Enhanced adaptive cross-layer scheme for low latency HEVC streaming over Vehicular Ad-hoc Networks (VANETs)
This work addresses the problem of real-time video streaming for vehicular communication applications, but it is incremental as it builds on existing cross-layer and HEVC methods.
The paper tackles the challenge of delivering high-quality HEVC video with low latency over Vehicular Ad-hoc Networks (VANETs) by proposing a low-complexity cross-layer mechanism that assigns packets to MAC layer queues based on video encoding structure and network conditions, resulting in significant improvements in video quality and end-to-end delay compared to the standard EDCA method.

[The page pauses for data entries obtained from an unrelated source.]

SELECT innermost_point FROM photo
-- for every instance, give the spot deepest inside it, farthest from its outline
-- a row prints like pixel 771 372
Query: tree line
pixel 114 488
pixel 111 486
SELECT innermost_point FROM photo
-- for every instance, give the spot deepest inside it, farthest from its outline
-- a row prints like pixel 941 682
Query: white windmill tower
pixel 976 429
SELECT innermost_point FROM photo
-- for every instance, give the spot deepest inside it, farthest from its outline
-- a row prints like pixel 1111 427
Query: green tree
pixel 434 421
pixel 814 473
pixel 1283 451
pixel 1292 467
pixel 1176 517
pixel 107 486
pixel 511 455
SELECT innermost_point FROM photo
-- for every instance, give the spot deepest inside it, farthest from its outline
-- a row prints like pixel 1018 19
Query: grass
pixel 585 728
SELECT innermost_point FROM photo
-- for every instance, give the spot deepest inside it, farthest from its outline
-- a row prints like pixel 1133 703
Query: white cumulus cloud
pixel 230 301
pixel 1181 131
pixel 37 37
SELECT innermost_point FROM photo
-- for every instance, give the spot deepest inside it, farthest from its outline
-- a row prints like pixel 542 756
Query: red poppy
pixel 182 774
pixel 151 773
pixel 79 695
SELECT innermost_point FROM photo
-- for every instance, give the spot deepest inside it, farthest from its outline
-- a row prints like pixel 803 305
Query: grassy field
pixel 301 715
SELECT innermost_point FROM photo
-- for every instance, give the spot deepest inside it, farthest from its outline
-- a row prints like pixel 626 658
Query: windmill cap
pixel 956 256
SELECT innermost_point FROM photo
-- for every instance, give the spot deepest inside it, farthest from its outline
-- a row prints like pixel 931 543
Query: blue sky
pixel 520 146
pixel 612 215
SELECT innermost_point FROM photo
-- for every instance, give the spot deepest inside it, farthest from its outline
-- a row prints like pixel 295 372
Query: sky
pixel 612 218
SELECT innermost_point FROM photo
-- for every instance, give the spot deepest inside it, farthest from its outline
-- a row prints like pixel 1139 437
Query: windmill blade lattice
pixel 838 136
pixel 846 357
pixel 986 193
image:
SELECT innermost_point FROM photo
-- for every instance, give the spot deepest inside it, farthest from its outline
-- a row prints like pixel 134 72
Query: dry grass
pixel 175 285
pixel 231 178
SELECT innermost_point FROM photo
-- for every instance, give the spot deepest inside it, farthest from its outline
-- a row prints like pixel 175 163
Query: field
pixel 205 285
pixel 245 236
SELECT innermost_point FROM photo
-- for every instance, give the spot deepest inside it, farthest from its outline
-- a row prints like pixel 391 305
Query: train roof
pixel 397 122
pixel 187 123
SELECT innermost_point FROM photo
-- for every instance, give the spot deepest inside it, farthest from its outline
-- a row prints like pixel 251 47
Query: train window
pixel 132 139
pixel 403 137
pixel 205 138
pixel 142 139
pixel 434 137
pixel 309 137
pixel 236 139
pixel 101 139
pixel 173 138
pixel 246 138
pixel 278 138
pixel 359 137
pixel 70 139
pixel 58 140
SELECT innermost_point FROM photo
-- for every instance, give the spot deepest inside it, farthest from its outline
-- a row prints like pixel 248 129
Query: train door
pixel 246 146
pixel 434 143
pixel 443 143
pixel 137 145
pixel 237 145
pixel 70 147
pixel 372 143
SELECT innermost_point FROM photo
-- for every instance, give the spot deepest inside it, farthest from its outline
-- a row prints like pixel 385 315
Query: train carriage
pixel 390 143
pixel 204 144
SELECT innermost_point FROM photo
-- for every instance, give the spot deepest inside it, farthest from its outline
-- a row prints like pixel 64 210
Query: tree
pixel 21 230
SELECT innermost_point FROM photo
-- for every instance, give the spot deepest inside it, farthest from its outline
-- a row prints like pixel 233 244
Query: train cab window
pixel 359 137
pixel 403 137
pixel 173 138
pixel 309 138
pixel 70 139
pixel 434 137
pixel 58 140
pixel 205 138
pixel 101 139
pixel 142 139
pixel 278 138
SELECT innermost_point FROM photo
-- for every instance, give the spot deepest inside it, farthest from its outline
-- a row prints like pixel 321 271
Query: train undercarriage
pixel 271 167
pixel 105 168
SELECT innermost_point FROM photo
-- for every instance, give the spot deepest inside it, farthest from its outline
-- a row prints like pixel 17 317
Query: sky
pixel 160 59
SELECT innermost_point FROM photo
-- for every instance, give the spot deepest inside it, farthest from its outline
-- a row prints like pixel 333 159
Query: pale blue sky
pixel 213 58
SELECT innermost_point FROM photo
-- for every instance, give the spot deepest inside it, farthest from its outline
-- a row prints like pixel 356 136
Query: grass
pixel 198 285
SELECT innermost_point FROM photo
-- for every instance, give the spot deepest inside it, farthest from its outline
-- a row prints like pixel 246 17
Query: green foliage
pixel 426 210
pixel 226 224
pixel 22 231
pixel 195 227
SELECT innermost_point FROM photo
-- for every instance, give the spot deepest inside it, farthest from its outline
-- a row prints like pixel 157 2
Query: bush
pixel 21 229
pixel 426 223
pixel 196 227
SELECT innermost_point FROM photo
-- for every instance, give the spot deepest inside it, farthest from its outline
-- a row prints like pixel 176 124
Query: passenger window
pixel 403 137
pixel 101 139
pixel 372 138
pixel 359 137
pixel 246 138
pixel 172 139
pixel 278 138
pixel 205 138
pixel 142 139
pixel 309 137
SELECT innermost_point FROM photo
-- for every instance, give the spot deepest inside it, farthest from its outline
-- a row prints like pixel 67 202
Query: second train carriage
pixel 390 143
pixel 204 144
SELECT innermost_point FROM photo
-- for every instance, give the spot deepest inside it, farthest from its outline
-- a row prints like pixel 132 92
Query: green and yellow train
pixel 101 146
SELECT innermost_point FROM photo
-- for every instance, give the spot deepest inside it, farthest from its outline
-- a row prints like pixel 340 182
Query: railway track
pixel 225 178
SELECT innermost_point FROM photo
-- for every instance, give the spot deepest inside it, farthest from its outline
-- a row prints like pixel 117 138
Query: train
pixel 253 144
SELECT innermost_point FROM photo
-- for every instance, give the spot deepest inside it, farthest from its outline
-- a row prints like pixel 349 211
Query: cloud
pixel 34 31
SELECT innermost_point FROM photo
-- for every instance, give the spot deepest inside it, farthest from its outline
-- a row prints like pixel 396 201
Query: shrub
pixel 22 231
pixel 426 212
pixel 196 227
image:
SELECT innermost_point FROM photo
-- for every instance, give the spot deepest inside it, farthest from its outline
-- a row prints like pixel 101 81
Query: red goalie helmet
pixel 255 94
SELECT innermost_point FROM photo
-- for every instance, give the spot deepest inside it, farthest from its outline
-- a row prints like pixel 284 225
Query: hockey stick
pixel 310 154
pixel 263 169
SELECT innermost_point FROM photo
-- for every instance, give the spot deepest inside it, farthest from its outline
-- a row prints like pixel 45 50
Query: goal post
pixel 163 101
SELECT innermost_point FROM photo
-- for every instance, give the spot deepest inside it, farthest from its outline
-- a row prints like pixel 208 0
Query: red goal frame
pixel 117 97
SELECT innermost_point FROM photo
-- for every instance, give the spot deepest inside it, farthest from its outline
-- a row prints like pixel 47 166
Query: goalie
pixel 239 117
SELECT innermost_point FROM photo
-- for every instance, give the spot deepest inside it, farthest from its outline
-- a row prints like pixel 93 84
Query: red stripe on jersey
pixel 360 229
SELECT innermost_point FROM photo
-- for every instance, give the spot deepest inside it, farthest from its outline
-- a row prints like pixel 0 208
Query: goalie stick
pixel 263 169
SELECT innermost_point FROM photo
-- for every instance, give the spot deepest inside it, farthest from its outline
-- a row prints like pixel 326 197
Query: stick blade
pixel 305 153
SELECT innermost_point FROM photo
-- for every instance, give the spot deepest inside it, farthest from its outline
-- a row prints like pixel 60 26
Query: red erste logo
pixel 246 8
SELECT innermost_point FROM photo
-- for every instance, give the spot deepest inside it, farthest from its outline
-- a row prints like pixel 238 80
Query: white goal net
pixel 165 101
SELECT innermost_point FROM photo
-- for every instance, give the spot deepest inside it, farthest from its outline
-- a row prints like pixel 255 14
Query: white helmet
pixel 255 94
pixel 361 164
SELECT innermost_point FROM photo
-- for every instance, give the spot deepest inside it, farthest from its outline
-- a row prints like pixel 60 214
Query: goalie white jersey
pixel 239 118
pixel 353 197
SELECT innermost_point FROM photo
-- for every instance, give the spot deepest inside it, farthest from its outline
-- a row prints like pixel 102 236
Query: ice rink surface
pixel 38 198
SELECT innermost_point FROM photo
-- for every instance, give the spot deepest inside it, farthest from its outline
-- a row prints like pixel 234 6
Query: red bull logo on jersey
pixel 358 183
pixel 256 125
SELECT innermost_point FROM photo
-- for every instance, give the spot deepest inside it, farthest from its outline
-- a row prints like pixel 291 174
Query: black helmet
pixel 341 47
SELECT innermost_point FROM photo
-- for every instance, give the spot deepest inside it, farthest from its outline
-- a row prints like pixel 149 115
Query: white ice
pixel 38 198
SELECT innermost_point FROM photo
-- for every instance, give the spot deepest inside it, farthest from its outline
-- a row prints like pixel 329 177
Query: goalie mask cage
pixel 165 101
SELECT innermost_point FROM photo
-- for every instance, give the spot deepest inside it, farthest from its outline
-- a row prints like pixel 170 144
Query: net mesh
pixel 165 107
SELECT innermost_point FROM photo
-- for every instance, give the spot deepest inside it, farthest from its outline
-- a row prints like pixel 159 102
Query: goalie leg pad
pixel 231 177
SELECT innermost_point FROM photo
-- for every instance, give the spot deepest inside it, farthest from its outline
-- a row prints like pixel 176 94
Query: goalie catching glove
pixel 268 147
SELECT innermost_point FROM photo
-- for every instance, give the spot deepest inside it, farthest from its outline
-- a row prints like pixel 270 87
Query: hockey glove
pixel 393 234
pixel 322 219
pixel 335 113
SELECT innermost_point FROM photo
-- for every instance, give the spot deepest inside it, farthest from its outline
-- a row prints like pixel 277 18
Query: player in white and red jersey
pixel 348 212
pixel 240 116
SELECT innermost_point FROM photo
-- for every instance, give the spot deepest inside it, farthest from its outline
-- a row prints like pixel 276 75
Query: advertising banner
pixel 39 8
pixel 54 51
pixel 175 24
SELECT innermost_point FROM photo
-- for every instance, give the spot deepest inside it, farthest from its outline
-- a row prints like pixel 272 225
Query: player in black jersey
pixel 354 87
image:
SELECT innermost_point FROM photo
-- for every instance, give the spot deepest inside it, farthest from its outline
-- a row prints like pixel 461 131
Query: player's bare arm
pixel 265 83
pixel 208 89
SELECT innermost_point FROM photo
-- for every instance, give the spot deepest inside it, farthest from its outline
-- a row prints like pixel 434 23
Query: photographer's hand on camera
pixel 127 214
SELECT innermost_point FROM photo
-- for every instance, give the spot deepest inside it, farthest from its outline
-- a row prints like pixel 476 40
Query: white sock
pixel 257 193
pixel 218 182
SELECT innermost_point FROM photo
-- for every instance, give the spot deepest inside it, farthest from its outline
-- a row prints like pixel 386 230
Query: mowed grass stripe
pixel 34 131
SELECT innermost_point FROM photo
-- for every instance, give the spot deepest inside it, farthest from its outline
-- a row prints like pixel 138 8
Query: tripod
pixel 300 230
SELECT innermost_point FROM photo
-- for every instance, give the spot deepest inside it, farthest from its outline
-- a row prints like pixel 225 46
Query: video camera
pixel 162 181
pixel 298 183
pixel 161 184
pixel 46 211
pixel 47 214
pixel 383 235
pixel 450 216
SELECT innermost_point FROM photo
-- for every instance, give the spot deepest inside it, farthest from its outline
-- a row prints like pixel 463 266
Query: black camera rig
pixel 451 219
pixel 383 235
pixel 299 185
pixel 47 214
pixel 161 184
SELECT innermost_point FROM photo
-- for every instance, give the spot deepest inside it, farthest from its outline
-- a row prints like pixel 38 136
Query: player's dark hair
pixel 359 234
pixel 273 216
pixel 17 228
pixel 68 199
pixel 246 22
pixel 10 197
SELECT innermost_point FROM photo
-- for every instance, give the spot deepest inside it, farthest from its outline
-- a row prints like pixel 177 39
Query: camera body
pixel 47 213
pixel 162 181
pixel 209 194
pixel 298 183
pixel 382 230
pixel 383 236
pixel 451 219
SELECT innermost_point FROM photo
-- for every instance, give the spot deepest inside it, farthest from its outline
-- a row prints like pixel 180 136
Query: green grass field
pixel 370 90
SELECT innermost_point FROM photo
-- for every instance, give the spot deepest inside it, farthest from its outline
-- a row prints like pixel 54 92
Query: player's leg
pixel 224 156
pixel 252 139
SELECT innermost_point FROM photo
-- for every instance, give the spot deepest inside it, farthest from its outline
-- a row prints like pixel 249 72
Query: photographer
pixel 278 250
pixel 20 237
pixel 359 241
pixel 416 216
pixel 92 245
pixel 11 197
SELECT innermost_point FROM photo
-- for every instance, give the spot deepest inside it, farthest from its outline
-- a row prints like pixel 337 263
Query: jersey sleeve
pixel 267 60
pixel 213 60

Vehicular communication has become a reality guided by various applications. Among those, high video quality delivery with low latency constraints required by real-time applications constitutes a very challenging task. By dint of its never-before-achieved compression level, the new High-Efficiency Video Coding (HEVC) is very promising for real-time video streaming through Vehicular Ad-hoc Networks (VANET). However, these networks have variable channel quality and limited bandwidth. Therefore, ensuring satisfactory video quality on such networks is a major challenge. In this work, a low complexity cross-layer mechanism is proposed to improve end-to-end performances of HEVC video streaming in VANET under low delay constraints. The idea is to assign to each packet of the transmitted video the most appropriate Access Category (AC) queue on the Medium Access Control (MAC) layer, considering the temporal prediction structure of the video encoding process, the importance of the frame and the state of the network traffic load. Simulation results demonstrate that for different targeted low-delay video communication scenarios, the proposed mechanism offers significant improvements regarding video quality at the reception and end-to-end delay compared to the Enhanced Distributed Channel Access (EDCA) adopted in the 802.11p. Both Quality of Service (QoS) and Quality of Experience (QoE) evaluations have been also carried out to validate the proposed approach.